Physical inactivity leads to serious health issues. Inactivity accounts for 9% of all deaths worldwide and is among the top 10 risk factors for global disease burden. More importantly, nearly half of people aged over 60 years are inactive. Efforts to influence that factors that detract from physical activity can help alleviate this health risk.
The researchers performed a systematic review of qualitative studies on the perspectives of physical activity among people aged 60 years and over. MEDLINE, EMBASE, CINAHL, PsychINFO and AMED were searched. A rating system was used to assess the comprehensiveness of the included studies. From this data a thematic synthesis was used to analyse the data to glean some conclusions
From 132 studies involving 5987 participants, the researchers identified six major themes:
- Social influences (valuing interaction with peers, social awkwardness, encouragement from others, dependence on professional instruction);
- Physical limitations (pain or discomfort, concerns about falling, comorbidities);
- Competing priorities;
- Access difficulties (environmental barriers, affordability);
- Personal benefits of physical activity (strength, balance and flexibility, self-confidence, independence, improved health and mental well-being); and
- Motivation and beliefs (apathy, irrelevance and inefficacy, maintaining habits).
The group of researchers found some insights.
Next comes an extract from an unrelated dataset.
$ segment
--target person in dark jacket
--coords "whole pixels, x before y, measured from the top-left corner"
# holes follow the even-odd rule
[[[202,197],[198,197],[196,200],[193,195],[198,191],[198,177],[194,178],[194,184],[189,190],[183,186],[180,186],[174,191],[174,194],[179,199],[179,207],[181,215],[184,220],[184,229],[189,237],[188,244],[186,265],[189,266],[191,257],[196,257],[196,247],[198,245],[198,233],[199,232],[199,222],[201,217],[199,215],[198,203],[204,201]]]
They concluded that some older people still believe that physical activity is unnecessary or even potentially harmful. Others recognize the benefits of physical activity, but report a range of barriers to physical activity participation.
From these insights, two specific strategies to enhance physical activity participation among older people were suggested.
- Raising awareness of the benefits and minimize the perceived risks of physical activity and
- Improving the environmental and financial access to physical activity opportunities.
The Canadian Physical Activity Guidelines recommend that to achieve health benefits, and improve functional abilities, adults aged 65 years and older should accumulate at least 150 minutes of moderate- to vigorous intensity aerobic physical activity per week, in bouts of 10 minutes or more. It is beneficial to add muscle and bone strengthening activities using major muscle groups, at least 2 days per week. They caution that those with poor mobility should perform physical activities to enhance balance and prevent falls.
Looking at the two strategies suggested by the researchers and the physical activity guidelines, it could be surmised that achieving the guideline goals would be a challenge. I submit that Yoga as a physical activity can address the two strategies and reach activity goals. Yoga is easily performed anywhere at a low risk of physical injury. Yoga promotes aerobic and muscle fitness while increasing balance. Yoga could be a great strategy to safely introduce and increase physical activity participation among those over 60 years of age.